Gazete Vatan Logo

Şehidimiz o teklifi geri çevirmiş, çünkü...

’Ben memleketime hizmet edeceğim, yurduma hizmet edeceğim’

AFYONKARAHİSAR’da Şehit Uzman Çavuş Mete Saraç Kışlası’ndaki mühimmat deposunda meydana gelen patlamada şehit olan askerlerden 26 yaşındaki maden mühendisi Mücahit Coşkun’un babası inşaat işçisi Şeref Coşkun, taziyeye gelen Ereğli Kaymakamı İbrahim Çay ve Alaplı Kaymakamı Yıldıray Malğaç’a, "Bu olayda ihmal varsa ve yetkililer bu olayın üzerine gitmezlerse hakkımı helal etmiyorum. Ahirette de iki elim yakalarında olacak" dedi.

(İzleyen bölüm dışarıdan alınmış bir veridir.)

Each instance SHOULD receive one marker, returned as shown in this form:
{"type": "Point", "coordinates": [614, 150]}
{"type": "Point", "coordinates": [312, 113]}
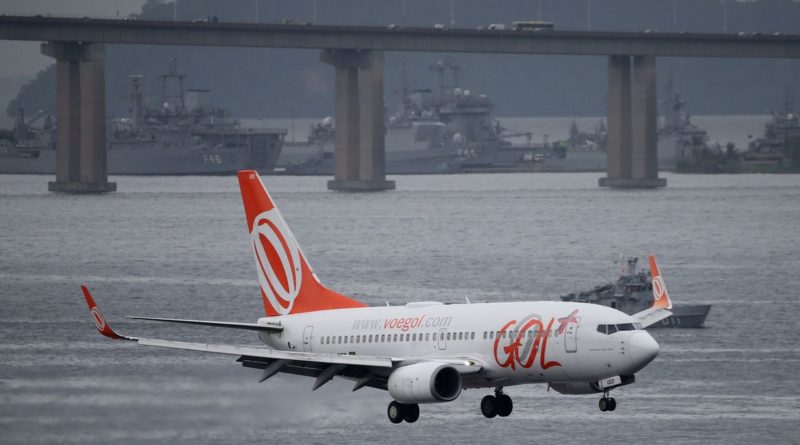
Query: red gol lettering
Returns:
{"type": "Point", "coordinates": [512, 353]}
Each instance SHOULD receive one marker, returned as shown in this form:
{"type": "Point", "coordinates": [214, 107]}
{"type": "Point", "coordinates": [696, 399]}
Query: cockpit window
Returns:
{"type": "Point", "coordinates": [609, 329]}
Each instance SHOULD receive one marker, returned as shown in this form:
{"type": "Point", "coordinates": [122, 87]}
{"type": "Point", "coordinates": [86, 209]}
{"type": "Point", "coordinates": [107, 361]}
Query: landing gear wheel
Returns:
{"type": "Point", "coordinates": [489, 406]}
{"type": "Point", "coordinates": [504, 405]}
{"type": "Point", "coordinates": [411, 413]}
{"type": "Point", "coordinates": [396, 411]}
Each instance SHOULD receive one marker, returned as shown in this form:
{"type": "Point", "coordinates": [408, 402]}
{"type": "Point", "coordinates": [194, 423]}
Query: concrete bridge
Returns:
{"type": "Point", "coordinates": [356, 53]}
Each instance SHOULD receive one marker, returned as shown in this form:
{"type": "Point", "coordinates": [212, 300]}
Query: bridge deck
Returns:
{"type": "Point", "coordinates": [595, 43]}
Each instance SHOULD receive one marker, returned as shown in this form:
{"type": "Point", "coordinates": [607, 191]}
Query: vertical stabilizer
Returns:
{"type": "Point", "coordinates": [660, 296]}
{"type": "Point", "coordinates": [288, 285]}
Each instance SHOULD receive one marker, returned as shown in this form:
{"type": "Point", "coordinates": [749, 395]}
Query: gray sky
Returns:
{"type": "Point", "coordinates": [23, 58]}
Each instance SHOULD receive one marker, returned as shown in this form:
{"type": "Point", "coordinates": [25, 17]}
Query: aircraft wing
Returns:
{"type": "Point", "coordinates": [218, 324]}
{"type": "Point", "coordinates": [366, 370]}
{"type": "Point", "coordinates": [271, 354]}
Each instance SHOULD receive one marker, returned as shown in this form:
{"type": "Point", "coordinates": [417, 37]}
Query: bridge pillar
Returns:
{"type": "Point", "coordinates": [618, 131]}
{"type": "Point", "coordinates": [644, 124]}
{"type": "Point", "coordinates": [632, 143]}
{"type": "Point", "coordinates": [81, 165]}
{"type": "Point", "coordinates": [360, 153]}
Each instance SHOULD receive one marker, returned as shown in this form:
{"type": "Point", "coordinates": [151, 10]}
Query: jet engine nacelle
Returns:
{"type": "Point", "coordinates": [426, 382]}
{"type": "Point", "coordinates": [576, 388]}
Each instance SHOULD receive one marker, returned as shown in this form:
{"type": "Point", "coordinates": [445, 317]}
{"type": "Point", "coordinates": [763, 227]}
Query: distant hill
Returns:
{"type": "Point", "coordinates": [283, 82]}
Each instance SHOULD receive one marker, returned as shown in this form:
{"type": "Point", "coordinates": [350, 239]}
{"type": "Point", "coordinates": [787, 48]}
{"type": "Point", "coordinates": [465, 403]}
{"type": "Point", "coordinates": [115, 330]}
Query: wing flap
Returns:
{"type": "Point", "coordinates": [272, 354]}
{"type": "Point", "coordinates": [216, 324]}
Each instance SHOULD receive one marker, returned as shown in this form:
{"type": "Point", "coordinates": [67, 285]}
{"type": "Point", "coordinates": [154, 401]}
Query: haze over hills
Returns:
{"type": "Point", "coordinates": [284, 82]}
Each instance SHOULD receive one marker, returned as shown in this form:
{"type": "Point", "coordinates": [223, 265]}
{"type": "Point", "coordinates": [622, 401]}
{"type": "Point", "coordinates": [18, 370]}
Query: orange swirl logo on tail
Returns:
{"type": "Point", "coordinates": [277, 259]}
{"type": "Point", "coordinates": [658, 288]}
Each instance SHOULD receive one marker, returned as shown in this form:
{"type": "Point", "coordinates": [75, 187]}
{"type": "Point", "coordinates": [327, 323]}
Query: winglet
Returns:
{"type": "Point", "coordinates": [660, 296]}
{"type": "Point", "coordinates": [99, 319]}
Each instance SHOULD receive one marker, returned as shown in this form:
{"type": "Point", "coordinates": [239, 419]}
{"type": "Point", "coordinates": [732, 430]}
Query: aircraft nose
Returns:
{"type": "Point", "coordinates": [643, 348]}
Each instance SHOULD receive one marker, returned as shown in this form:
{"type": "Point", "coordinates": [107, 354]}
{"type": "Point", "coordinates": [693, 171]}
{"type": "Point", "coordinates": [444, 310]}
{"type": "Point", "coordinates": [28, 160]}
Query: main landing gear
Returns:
{"type": "Point", "coordinates": [607, 403]}
{"type": "Point", "coordinates": [399, 412]}
{"type": "Point", "coordinates": [497, 405]}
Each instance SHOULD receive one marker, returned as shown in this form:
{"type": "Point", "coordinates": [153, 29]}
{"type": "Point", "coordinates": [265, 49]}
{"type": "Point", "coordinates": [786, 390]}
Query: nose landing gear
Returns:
{"type": "Point", "coordinates": [607, 403]}
{"type": "Point", "coordinates": [497, 405]}
{"type": "Point", "coordinates": [399, 412]}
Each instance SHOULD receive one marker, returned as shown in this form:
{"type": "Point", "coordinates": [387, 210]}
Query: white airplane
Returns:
{"type": "Point", "coordinates": [422, 352]}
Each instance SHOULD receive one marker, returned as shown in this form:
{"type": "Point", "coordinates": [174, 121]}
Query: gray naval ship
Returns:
{"type": "Point", "coordinates": [780, 138]}
{"type": "Point", "coordinates": [447, 131]}
{"type": "Point", "coordinates": [178, 137]}
{"type": "Point", "coordinates": [678, 139]}
{"type": "Point", "coordinates": [633, 292]}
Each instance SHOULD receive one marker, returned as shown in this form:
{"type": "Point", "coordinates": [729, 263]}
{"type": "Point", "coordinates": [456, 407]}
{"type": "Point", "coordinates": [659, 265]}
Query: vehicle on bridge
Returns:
{"type": "Point", "coordinates": [532, 25]}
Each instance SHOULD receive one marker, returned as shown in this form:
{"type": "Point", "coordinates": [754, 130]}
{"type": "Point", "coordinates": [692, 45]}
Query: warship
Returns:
{"type": "Point", "coordinates": [678, 140]}
{"type": "Point", "coordinates": [633, 292]}
{"type": "Point", "coordinates": [779, 146]}
{"type": "Point", "coordinates": [445, 131]}
{"type": "Point", "coordinates": [180, 136]}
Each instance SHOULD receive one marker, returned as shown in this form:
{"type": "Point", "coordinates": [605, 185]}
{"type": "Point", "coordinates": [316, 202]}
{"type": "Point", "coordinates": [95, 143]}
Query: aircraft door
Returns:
{"type": "Point", "coordinates": [307, 337]}
{"type": "Point", "coordinates": [571, 338]}
{"type": "Point", "coordinates": [442, 339]}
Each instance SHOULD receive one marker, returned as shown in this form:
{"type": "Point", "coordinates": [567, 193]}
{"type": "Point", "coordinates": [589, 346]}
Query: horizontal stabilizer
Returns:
{"type": "Point", "coordinates": [218, 324]}
{"type": "Point", "coordinates": [652, 316]}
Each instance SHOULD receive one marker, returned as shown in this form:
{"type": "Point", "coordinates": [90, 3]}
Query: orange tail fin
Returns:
{"type": "Point", "coordinates": [288, 285]}
{"type": "Point", "coordinates": [660, 295]}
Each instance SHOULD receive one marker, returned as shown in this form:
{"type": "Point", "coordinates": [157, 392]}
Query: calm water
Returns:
{"type": "Point", "coordinates": [178, 247]}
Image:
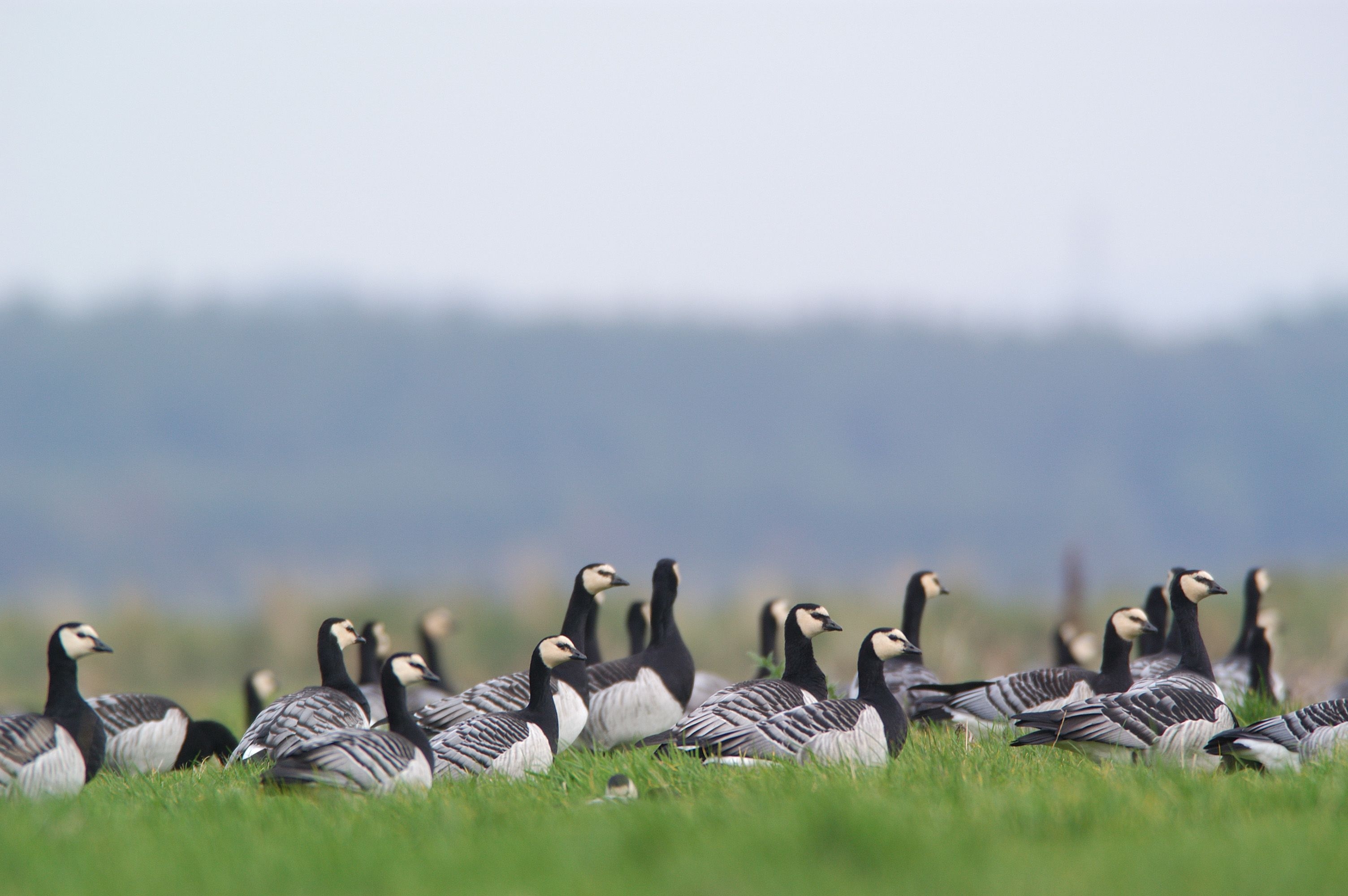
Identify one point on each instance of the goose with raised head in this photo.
(772, 619)
(149, 733)
(1284, 743)
(368, 760)
(374, 651)
(311, 712)
(639, 696)
(983, 708)
(57, 752)
(1232, 672)
(866, 731)
(638, 620)
(518, 741)
(1168, 719)
(259, 685)
(756, 700)
(435, 625)
(906, 670)
(569, 684)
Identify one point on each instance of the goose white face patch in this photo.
(265, 682)
(78, 642)
(410, 669)
(598, 580)
(556, 651)
(346, 634)
(889, 643)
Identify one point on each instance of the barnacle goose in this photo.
(514, 743)
(866, 731)
(987, 706)
(363, 759)
(1232, 673)
(638, 617)
(645, 694)
(770, 621)
(1168, 719)
(906, 670)
(803, 682)
(149, 733)
(57, 752)
(435, 625)
(374, 651)
(259, 685)
(569, 684)
(1285, 741)
(1158, 612)
(312, 711)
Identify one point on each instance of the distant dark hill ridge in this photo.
(193, 451)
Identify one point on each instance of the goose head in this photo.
(410, 669)
(598, 578)
(889, 643)
(813, 620)
(557, 650)
(78, 639)
(1130, 623)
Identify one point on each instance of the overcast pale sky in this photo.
(1167, 164)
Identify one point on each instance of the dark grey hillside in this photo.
(192, 451)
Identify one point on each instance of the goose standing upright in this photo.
(1232, 672)
(374, 650)
(259, 685)
(906, 670)
(983, 708)
(770, 620)
(518, 741)
(1168, 719)
(149, 733)
(56, 754)
(569, 684)
(363, 759)
(866, 731)
(645, 694)
(311, 712)
(803, 682)
(638, 617)
(433, 627)
(1158, 612)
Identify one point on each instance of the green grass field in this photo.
(946, 817)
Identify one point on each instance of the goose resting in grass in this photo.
(985, 708)
(569, 684)
(362, 759)
(514, 743)
(311, 712)
(866, 731)
(57, 752)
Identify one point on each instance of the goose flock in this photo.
(402, 727)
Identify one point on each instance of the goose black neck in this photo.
(635, 629)
(1193, 653)
(871, 688)
(542, 709)
(914, 604)
(591, 642)
(1157, 611)
(1250, 619)
(332, 669)
(399, 720)
(1115, 674)
(801, 669)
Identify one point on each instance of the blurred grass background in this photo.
(200, 659)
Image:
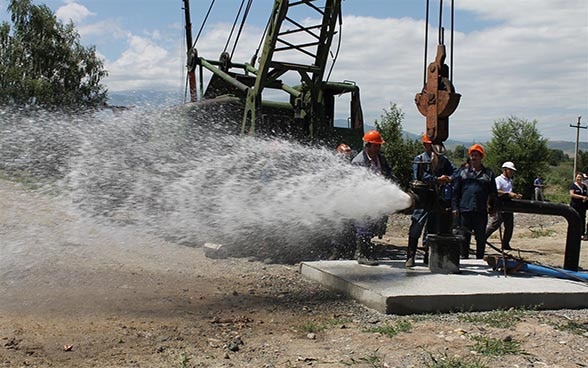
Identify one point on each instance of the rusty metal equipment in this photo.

Ereğli Kaymakamı İbrahim Çay, Alaplı Kaymakamı Yıldıray Malğaç, Karadeniz Bölge Komutanı Deniz Kıdemli Albay Yalçın Enç, Alaplı Belediye Başkanı Nevzat Çimenoğlu ve Alaplı Müftüsü Hüseyin Baş, şehit asker Mücahit Coşkun’un Zonguldak’ın Alaplı İlçesi’ne bağlı Çatak Köyü’ndeki baba evine taziye ziyaretinde bulundu. Kaymakamlar Çay ve Malğaç ile beraberindekiler, şehit askerin babası Şeref Coşkun’a başsağlığı dileğinde bulundu.

4 oğlundan birini kaybeden Şeref Coşkun, oğlunun şehit olup olmamasıyla ilgili henüz kendilerine resmi bir açıklama yapılmadığını, bu yüzden evlerine bayrak da asamadıklarını söyledi. Oğluyla ilgili durumun bir an önce netleşmesini isteyen baba Coşkun, "Şehitlik mertebesi en şerefli mertebedir. Ancak bu yaşanan olayda ihmal varsa ve yetkililer bu olayın üzerine gitmezlerse, onlara hakkımı helal etmiyorum. Ahirette de iki elim yakalarında olacak" dedi.

SON MESAJI: DUA EDİN

Samsun’da acemi birliğindeki eğitimini tamamlayıp dağıtım izni için Alaplı’ya gelen ve 2 Eylül’de Afyonkarahisar’daki birliğine uğurlanan maden mühendisi Mücahit Coşkun’un, birliğine teslim olmadan önceki son mesajını teyzesinin oğlu Hureyre Yılmaz’a gönderdiği ortaya çıktı. Coşkun mesajında, "Selamünaleyküm. Afyon’dayım. Birazdan teslim olacağım. Telefonu kapatıp arkadaşa bırakacağım. Allah’a emanet olun. Dua edin inşallah" sözlerine yer vermiş. Hureyre Yılmaz, "Buradan Afyon’a uğurlarken indiğinde bize haber vermesini istemiştik. Bana mesaj atmış. Son yazdıkları bunlar oldu" dedi.

Kısa dönem olarak askere gitmeden önce özel bir şirkete ait maden ocağında çalışan ve 10 aylık Ayşe Evra adında bir kızı olan şehit Mücahit Coşkun’un ağabeyi Sait Coşkun da kardeşinin birliğine teslim olduktan sonra eşi Elif Coşkun’u telefonla aradığını ve mühimmat deposunda düzenleme yaptığını söylediğini ifade etti.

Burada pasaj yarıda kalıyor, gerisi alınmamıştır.